@j_bertolotti - thanks, Jacob! I agree that tensors are often explained badly. And I agree with @ddrake that Tai-Danae Bradley's blog explanation is delightfully clear.

I learned tensors because I wanted to understand general relativity and this was a bridge I *had* to cross. So I spent a lot of time studying them. Nowadays Google's open-source machine learning software "TensorFlow" may push other people into understanding tensors. But it would be nice if people got a tiny taste of them right around when learning matrices.

Like: "Hey! It's cool how you can multiply a vector by a 2-dimensional array of numbers and get a vector. But it doesn't stop there! In a viscous fluid the stress is a 2d array of numbers and so is the gradient of velocity, and you have to multiply the gradient of the velocity by a 4-dimensional array of numbers to get the stress!"

Well, that's probably too intense, but just some hint that after Tᵢⱼ thingies we'll want Tᵢⱼₖ thingies and Tᵢⱼₖₗ thingies and so on...

https://en.wikipedia.org/wiki/Viscosity#General_definition

@j_bertolotti I had the same thing happen with real analysis. I took it in undergrad, in grad school, and was always..."meh". But years later, after teaching basic stuff, and encountering little things about real analysis here and there, I came around to the "OMG, guys, this is amazing!" attitude.

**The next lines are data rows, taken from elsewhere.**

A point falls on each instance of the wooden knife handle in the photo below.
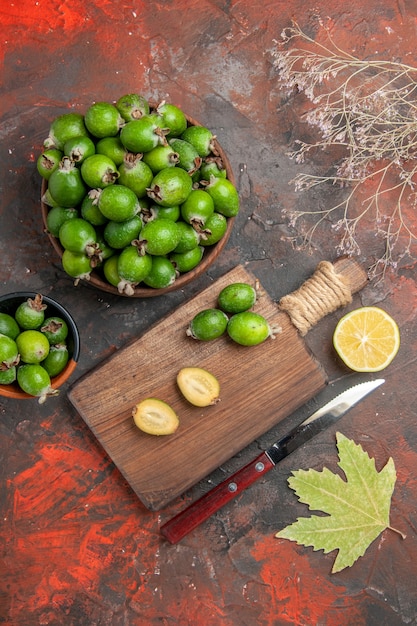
(200, 510)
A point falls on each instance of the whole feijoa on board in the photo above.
(237, 297)
(208, 324)
(248, 328)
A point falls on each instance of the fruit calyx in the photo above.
(36, 303)
(47, 393)
(131, 159)
(6, 365)
(127, 287)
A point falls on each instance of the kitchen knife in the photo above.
(200, 510)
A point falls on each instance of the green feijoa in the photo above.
(57, 216)
(187, 261)
(48, 199)
(156, 211)
(248, 328)
(110, 270)
(77, 235)
(132, 268)
(66, 185)
(208, 324)
(135, 174)
(103, 250)
(197, 208)
(8, 325)
(30, 314)
(63, 128)
(34, 380)
(55, 329)
(189, 159)
(8, 376)
(172, 118)
(225, 196)
(112, 148)
(236, 297)
(161, 157)
(76, 265)
(214, 229)
(170, 186)
(79, 148)
(89, 210)
(143, 134)
(132, 106)
(103, 119)
(33, 346)
(99, 171)
(159, 237)
(118, 203)
(118, 235)
(48, 161)
(9, 352)
(212, 167)
(201, 138)
(189, 240)
(162, 274)
(56, 360)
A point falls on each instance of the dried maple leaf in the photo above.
(357, 509)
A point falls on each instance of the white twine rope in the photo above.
(321, 294)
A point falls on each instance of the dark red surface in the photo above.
(77, 547)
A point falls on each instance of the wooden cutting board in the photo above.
(260, 386)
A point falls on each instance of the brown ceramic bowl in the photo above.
(143, 291)
(8, 304)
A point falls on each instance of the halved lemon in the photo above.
(367, 339)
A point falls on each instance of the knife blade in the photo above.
(187, 520)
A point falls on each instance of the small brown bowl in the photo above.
(143, 291)
(8, 304)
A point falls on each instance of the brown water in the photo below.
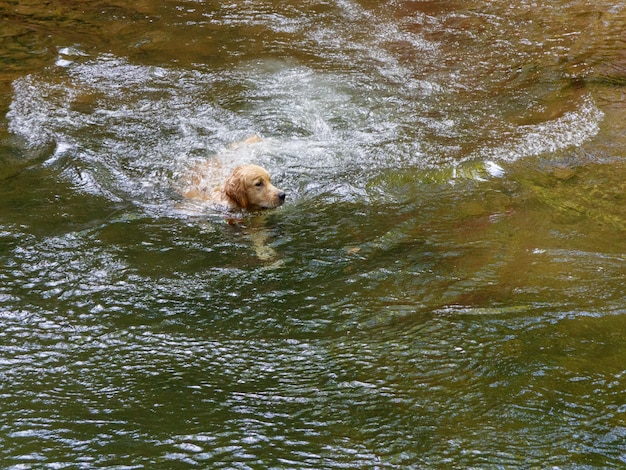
(444, 286)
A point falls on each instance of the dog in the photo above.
(248, 187)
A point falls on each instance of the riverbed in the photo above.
(443, 287)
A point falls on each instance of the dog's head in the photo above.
(249, 187)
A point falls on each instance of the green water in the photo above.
(444, 286)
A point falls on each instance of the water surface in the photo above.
(444, 286)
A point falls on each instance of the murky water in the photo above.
(444, 286)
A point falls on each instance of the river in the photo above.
(444, 286)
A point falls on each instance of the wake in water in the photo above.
(126, 131)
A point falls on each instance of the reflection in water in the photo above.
(444, 286)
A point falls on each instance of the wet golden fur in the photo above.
(248, 187)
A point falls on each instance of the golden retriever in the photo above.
(248, 187)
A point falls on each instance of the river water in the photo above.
(445, 285)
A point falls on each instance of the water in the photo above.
(444, 286)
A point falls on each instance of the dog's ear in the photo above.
(235, 188)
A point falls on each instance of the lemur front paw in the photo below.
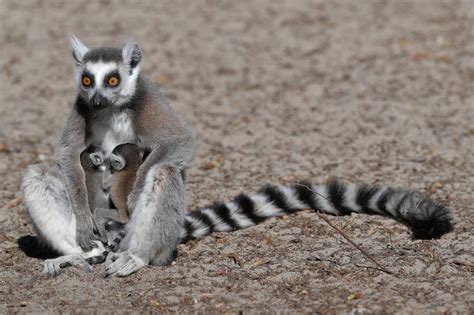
(122, 264)
(53, 267)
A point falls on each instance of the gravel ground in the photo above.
(277, 91)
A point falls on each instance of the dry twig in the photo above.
(382, 268)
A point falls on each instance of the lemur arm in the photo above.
(176, 151)
(68, 150)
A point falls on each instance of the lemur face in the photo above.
(106, 76)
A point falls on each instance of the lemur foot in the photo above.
(52, 267)
(122, 264)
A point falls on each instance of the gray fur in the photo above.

Just like with the tensor product stuff that I started with here, I want to go back and teach real analysis, so that I can burst into a classroom and say, "guys! This amazing! The real numbers, and functions thereof, are SUPER WEIRD and amazing!"

@katchwreck ooh, I love that. Especially since my favorite way to motivate Fourier series and orthogonality of functions is the same analogy: vectors are orthogonal when the dot/inner product is zero. You get the inner product by multiplying corresponding entries and adding: for functions, the same idea is an integral: \(\int_{-\infty}^\infty f(t) g(t) dt\).

I like that because I understand the basic inner product well, and have good intuition for it, and can use that to understand the integrals and such. This goes the other way! If I have two functions, I feel very comfortable making a new function \( (x,y) \to f(x) g(y)\). And now likewise I can better understand having two vectors \(\vec{v}\) and \(\vec{w}\) and making a new vector/tensor \(\vec{v} \otimes \vec{w}\). Thanks!